Le Principe de plaisir

Principe de Plaisir Book Cover

Le Principe de plaisir

Esthétique, savoirs et politique dans la Florence des Médicis (XVIe – XVIIe siècle)
Déborah Blocker
2022
|
Les Belles Lettres

Le Principe de plaisir: esthétique, savoirs et politique dans la Florence des Médicis (XVIe-XVIIe siècle) tells several stories in one. On the one hand, that of one of the most original and productive academies of the late Florentine Renaissance, the Accademia degli Alterati (1569 – ca. 1625). On the other, that of a restricted social group, made up of a few dozen young Florentine patricians whom the Medicis did not regard favorably because their ancestors had fought to maintain the oligarchic republic.
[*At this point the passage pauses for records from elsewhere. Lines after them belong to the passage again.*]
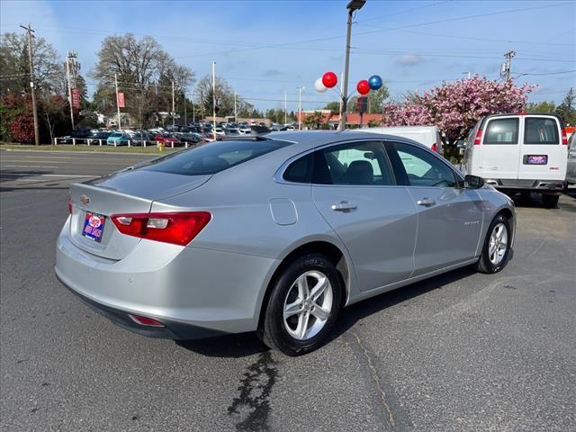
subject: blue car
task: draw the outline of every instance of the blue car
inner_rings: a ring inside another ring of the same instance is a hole
[[[124,132],[112,132],[106,140],[106,144],[109,146],[120,146],[121,140],[126,138]]]

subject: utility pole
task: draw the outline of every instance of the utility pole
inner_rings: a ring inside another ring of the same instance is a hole
[[[302,90],[306,87],[296,87],[298,89],[298,130],[302,130]]]
[[[236,108],[236,92],[234,92],[234,122],[238,123],[238,110]]]
[[[114,85],[116,86],[116,109],[118,110],[118,130],[121,130],[122,128],[120,122],[120,102],[118,101],[118,74],[114,74]]]
[[[214,140],[216,140],[216,62],[212,61],[212,116],[214,118]]]
[[[344,62],[344,82],[342,84],[342,115],[340,116],[340,130],[346,129],[346,111],[348,103],[348,71],[350,68],[350,37],[352,35],[352,15],[364,5],[366,0],[351,0],[346,6],[348,10],[348,21],[346,33],[346,59]]]
[[[66,76],[68,81],[68,103],[70,104],[70,123],[72,124],[72,130],[74,130],[74,107],[72,106],[72,74],[70,73],[70,62],[72,62],[72,68],[74,68],[74,58],[76,58],[76,51],[68,51],[66,56]],[[76,86],[75,86],[76,87]]]
[[[38,108],[36,107],[36,88],[34,87],[34,62],[32,60],[32,33],[30,22],[28,27],[21,25],[28,32],[28,63],[30,67],[30,89],[32,96],[32,114],[34,115],[34,144],[40,146],[40,130],[38,127]]]
[[[187,112],[186,112],[186,94],[182,94],[182,98],[184,99],[184,125],[188,125]]]
[[[504,54],[504,58],[506,61],[502,64],[502,68],[500,69],[500,76],[506,76],[506,80],[510,79],[510,69],[512,68],[512,58],[516,56],[516,51],[509,50],[506,54]]]
[[[174,104],[174,79],[172,80],[172,126],[176,124],[176,106]]]

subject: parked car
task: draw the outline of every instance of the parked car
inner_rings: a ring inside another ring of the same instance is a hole
[[[173,145],[179,146],[182,144],[180,140],[176,138],[174,135],[170,133],[163,133],[161,135],[157,135],[154,137],[154,140],[159,143],[164,144],[165,147],[172,147]]]
[[[554,208],[564,188],[568,140],[554,114],[496,114],[480,120],[460,145],[463,171],[507,193],[537,193]]]
[[[91,133],[87,140],[90,145],[100,144],[101,141],[105,143],[111,134],[110,130],[99,130],[95,133]]]
[[[500,271],[516,227],[512,200],[436,152],[346,131],[199,146],[74,184],[56,274],[115,323],[176,339],[257,330],[290,356],[325,342],[344,306]]]
[[[362,129],[353,129],[355,131],[366,131]],[[370,128],[372,133],[383,133],[397,137],[408,138],[428,147],[432,151],[444,154],[440,130],[437,126],[395,126],[390,128]]]
[[[566,182],[571,184],[576,184],[576,132],[572,132],[570,140],[568,140]]]
[[[121,146],[122,139],[124,140],[124,142],[127,142],[129,138],[130,137],[122,131],[115,131],[111,133],[106,139],[106,144],[109,146]]]

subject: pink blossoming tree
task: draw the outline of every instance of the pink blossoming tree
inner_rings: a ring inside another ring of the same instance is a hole
[[[455,141],[464,139],[482,116],[519,112],[534,86],[518,87],[512,80],[496,81],[475,76],[454,83],[442,83],[410,100],[383,106],[384,126],[434,124],[446,134],[446,157],[455,156]]]

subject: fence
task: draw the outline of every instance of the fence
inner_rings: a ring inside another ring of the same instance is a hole
[[[104,145],[106,146],[113,146],[113,147],[142,147],[144,148],[146,148],[147,143],[149,143],[149,145],[152,146],[156,146],[158,148],[161,147],[160,145],[162,145],[162,147],[169,147],[170,148],[174,148],[175,147],[180,147],[182,146],[182,143],[176,143],[176,146],[175,146],[174,141],[169,142],[169,143],[163,143],[162,141],[154,141],[154,140],[144,140],[144,141],[140,141],[142,144],[141,145],[134,145],[131,144],[130,145],[130,140],[127,141],[126,145],[123,144],[118,144],[116,141],[114,141],[112,144],[108,144],[107,140],[96,140],[94,138],[55,138],[54,139],[54,145],[58,146],[59,145],[63,145],[63,144],[72,144],[73,146],[76,145],[86,145],[87,147],[90,146],[99,146],[102,147],[103,142]],[[197,144],[200,144],[200,142],[196,142],[194,144],[188,143],[188,142],[184,142],[184,148],[188,148],[189,147],[192,146],[195,146]]]

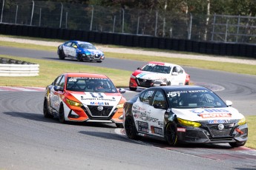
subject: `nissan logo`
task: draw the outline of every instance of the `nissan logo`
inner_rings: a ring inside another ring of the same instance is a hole
[[[99,111],[102,111],[102,110],[103,110],[103,106],[99,106],[97,107],[97,109],[98,109]]]
[[[219,124],[217,126],[217,128],[219,129],[219,130],[223,130],[223,129],[224,129],[224,125],[223,124]]]

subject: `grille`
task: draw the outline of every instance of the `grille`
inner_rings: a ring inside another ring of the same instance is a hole
[[[88,106],[92,116],[103,116],[103,117],[108,117],[109,114],[111,112],[113,106],[103,106],[103,109],[102,111],[98,110],[98,106]]]
[[[153,82],[153,81],[151,80],[145,80],[142,78],[137,78],[137,81],[140,86],[145,86],[145,87],[151,87],[151,84]]]
[[[220,130],[218,129],[218,124],[208,124],[207,127],[210,131],[211,136],[212,137],[231,137],[232,132],[234,128],[234,123],[223,125],[224,129],[223,130]]]

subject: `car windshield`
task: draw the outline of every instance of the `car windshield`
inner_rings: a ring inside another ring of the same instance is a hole
[[[169,74],[171,67],[148,64],[142,68],[142,71]]]
[[[83,49],[96,50],[96,47],[93,44],[79,44],[79,47]]]
[[[226,107],[226,103],[210,90],[174,91],[167,92],[166,94],[172,108]]]
[[[117,92],[108,78],[68,77],[66,89],[74,92]]]

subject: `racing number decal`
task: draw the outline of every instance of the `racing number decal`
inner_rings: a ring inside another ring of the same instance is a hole
[[[103,98],[104,96],[102,95],[100,92],[90,92],[91,97],[93,98]]]

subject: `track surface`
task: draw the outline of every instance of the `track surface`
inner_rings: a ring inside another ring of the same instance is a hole
[[[56,60],[55,52],[44,52],[0,47],[1,55]],[[133,71],[145,64],[125,61],[125,67],[123,63],[106,58],[102,64],[81,64]],[[255,76],[185,69],[195,84],[214,88],[244,115],[255,115]],[[113,124],[60,124],[43,118],[43,89],[23,89],[0,87],[0,169],[256,169],[255,150],[245,147],[216,144],[172,148],[160,140],[128,140],[123,129]],[[134,95],[127,92],[125,97]]]

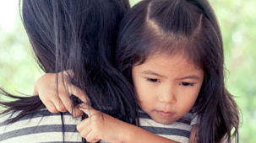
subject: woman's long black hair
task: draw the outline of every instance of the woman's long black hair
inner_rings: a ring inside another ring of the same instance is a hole
[[[137,124],[133,89],[112,66],[119,23],[128,0],[22,0],[20,13],[36,61],[45,72],[72,71],[70,82],[81,88],[93,108]],[[21,117],[45,108],[38,96],[1,101]]]
[[[132,67],[157,53],[184,58],[204,72],[192,109],[200,123],[198,142],[231,141],[238,133],[237,103],[225,87],[221,30],[207,0],[144,0],[123,18],[116,50],[116,65],[132,82]]]

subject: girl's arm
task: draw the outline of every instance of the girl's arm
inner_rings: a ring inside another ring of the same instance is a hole
[[[89,117],[77,125],[77,130],[89,142],[102,140],[112,143],[177,143],[117,119],[86,104],[81,105],[79,109]]]
[[[191,131],[190,131],[190,137],[189,137],[189,143],[197,143],[198,142],[198,130],[199,124],[195,124],[192,125]]]
[[[63,78],[61,76],[62,74],[63,74]],[[57,90],[57,76],[58,76]],[[69,92],[69,94],[68,92]],[[86,95],[79,87],[68,82],[65,73],[46,73],[35,83],[34,95],[39,95],[42,103],[52,113],[65,112],[67,110],[72,113],[70,94],[77,96],[84,103],[90,101],[84,98]],[[86,109],[88,110],[88,108],[76,109],[75,112],[73,112],[73,115],[79,116],[82,114],[81,110],[86,113]],[[176,141],[156,135],[91,108],[86,114],[90,116],[78,124],[78,130],[87,141],[96,142],[96,140],[101,139],[113,143],[122,141],[124,143],[176,143]]]

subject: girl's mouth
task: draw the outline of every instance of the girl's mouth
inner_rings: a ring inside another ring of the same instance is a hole
[[[172,117],[174,114],[174,113],[172,113],[172,112],[164,112],[164,111],[158,111],[158,110],[156,110],[156,113],[160,116],[162,116],[165,118]]]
These young nobles made their academy a place where they could spend their leisure time and share their pleasures — artistic and otherwise — but also a collective where they could work together on their integration into Medicean court society. 

Moreover, this book tells the story of a body of documents, now dispersed, but which once formed the basis of all the activities of the “Altered.” These thousands of folios of documents, and very largely unexplored—contain academic speeches, letters, activity registers, dialogues, collectively corrected poems, etc. Their analysis makes it possible to follow the day-to-day activities of the Alterati for nearly six decades, and to examine, through the material form that their work took, how collective intellectual horizons emerged within them, over the course of their debates.

This book considers the actions, activities and discourses which, within the academy of the Alterati, participated in the constitution of the aesthetic in knowledge (and in know-how) of a new type. Through the case of the Alterati, this book thus raises the question of the formalization of the aesthetic knowledge and practices that are ours today — and that of the links between their emergence and the rise of modern political authoritarianism, within early modern European aristocracies.